Malgré ce rapprochement significatif, Barack Obama a insisté sur les «profondes différences» qui persistent entre Washington et Téhéran et dénoncé le «comportement déstabilisateur de l'Iran», citant des violations des droits de l'Homme ou encore le programme iranien de missiles balistiques.

À cet égard, l'annonce dimanche par le Trésor américain de nouvelles sanctions contre Téhéran liées à ce programme est venue rappeler que la défiance persiste entre deux nations ayant rompu leurs relations diplomatiques il y a 35 ans.

«Il n'est pas question de faire confiance aux États-Unis à cause de l'accord nucléaire», avait d'ailleurs assuré dimanche Hassan Rohani avant l'annonce de ces nouvelles sanctions américaines, qui visent cinq Iraniens et un réseau d'entreprises basées aux Émirats arabes unis et en Chine.

Il avait aussi prévenu: «Si les Américains prennent n'importe quelle mesure, ils recevront la réponse appropriée».

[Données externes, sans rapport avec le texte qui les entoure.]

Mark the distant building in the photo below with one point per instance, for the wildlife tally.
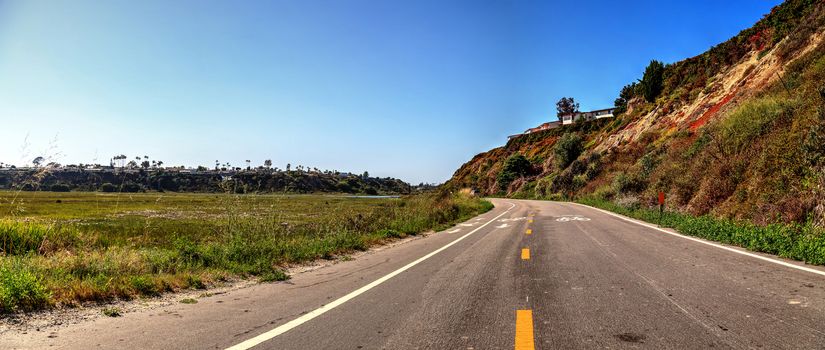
(542, 127)
(567, 119)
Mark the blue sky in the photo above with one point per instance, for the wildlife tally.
(408, 89)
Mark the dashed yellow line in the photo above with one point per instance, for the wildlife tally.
(524, 330)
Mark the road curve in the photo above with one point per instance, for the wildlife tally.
(528, 274)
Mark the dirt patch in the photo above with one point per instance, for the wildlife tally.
(631, 337)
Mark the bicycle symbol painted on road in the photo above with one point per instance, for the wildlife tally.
(569, 218)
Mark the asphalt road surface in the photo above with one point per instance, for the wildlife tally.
(526, 275)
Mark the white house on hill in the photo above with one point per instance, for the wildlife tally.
(587, 116)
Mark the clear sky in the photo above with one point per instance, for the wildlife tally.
(408, 89)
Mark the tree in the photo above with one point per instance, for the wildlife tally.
(651, 83)
(627, 93)
(567, 149)
(566, 105)
(515, 166)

Peu après la décision du Trésor, le chef de la diplomatie américaine John Kerry a semblé calmer le jeu en annonçant le remboursement à l'Iran de 1,7 milliard de dollars de dette et d'intérêts remontant à la Révolution islamique de 1979, qui avait mis fin à un régime iranien soutenu par les États-Unis.

Rohani rassurant

Entré en vigueur samedi, l'accord nucléaire conclu le 14 juillet vise à garantir la nature strictement pacifique du programme nucléaire iranien en échange de la levée de sanctions ayant asphyxié l'économie de ce pays qui détient les quatrièmes réserves de brut au monde et les deuxièmes de gaz.

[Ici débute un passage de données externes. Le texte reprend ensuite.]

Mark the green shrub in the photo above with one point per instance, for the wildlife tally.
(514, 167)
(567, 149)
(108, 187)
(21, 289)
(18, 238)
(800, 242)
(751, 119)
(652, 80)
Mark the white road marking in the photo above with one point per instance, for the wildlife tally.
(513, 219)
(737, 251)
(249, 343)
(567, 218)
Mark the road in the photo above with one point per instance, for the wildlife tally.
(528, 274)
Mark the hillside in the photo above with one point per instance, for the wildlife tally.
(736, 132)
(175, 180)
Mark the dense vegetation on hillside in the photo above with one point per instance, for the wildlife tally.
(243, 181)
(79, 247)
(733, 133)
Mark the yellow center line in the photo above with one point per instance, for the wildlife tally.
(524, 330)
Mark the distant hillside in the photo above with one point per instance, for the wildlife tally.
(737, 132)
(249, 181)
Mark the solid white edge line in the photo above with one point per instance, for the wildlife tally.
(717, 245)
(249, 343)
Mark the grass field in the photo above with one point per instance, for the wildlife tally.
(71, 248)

Cet accord entre l'Iran et les grandes puissances, qui a mis fin à un contentieux de plus de 13 ans, est considéré comme un succès majeur de politique étrangère pour MM. Obama et Rohani, mais suscite aussi des critiques dans leur pays respectif ainsi qu'au Moyen-Orient.

L'amorce de rapprochement entre Téhéran et Washington inquiète en effet les alliés traditionnels des États-Unis dans la région -Arabie saoudite et Israël en tête-, qui redoutent l'influence de la puissance chiite.

Le premier ministre israélien Benjamin Netanyahu, dont le pays est l'ennemi juré de l'Iran, a répété qu'Israël ne «permettrait pas à l'Iran de se doter l'arme nucléaire».

Hassan Rohani s'est toutefois voulu rassurant: «l'accord n'est contre l'intérêt d'aucun pays. Les amis de l'Iran sont contents et ses adversaires ne doivent pas être inquiets. L'Iran n'est une menace pour aucun pays (...)».

«Construire le pays»

Le président iranien modéré, qui doit rencontrer dimanche le chef de l'Agence internationale de l'énergie atomique (AIEA) Yukiya Amano, attendu à Téhéran dans la nuit de dimanche à lundi, a aussi voulu apaiser les critiques dans son pays en soulignant que «l'accord n'était pas la victoire d'une tendance politique», alors que les milieux ultraconservateurs y sont opposés.

«Maintenant, il est temps de construire le pays», a-t-il ajouté avant de présenter au Parlement le premier budget de l'après-sanctions.

Mais la perspective d'un retour de l'Iran sur un marché pétrolier déjà saturé par une abondance de l'offre a plombé les Bourses des monarchies pétrolières du Golfe qui ont fortement chuté dimanche, dont celle de RIyad.

Samedi, l'AIEA avait attesté que l'Iran a respecté ses engagements en réduisant le nombre des centrifugeuses permettant d'enrichir de l'uranium, en envoyant à l'étranger la quasi-totalité de son stock d'uranium faiblement enrichi et en retirant le coeur de son réacteur à eau lourde d'Arak.

Cette approbation a entraîné la levée des sanctions économiques et financières de l'Union européenne, des États-Unis et de l'ONU avec effet immédiat. Elle sera échelonnée sur 10 ans, et durant 15 ans les mesures pourront être automatiquement rétablies en cas de manquements de l'Iran, soumis à des inspections renforcées de l'AIEA.

Les embargos sur les armes conventionnelles et les missiles balistiques contre Téhéran sont maintenus jusqu'en 2020 et 2023 respectivement.

L'Iran a toujours nié vouloir se doter de l'arme atomique, mais l'AIEA a établi que ce pays avait bel et bien mené des recherches sur la bombe atomique.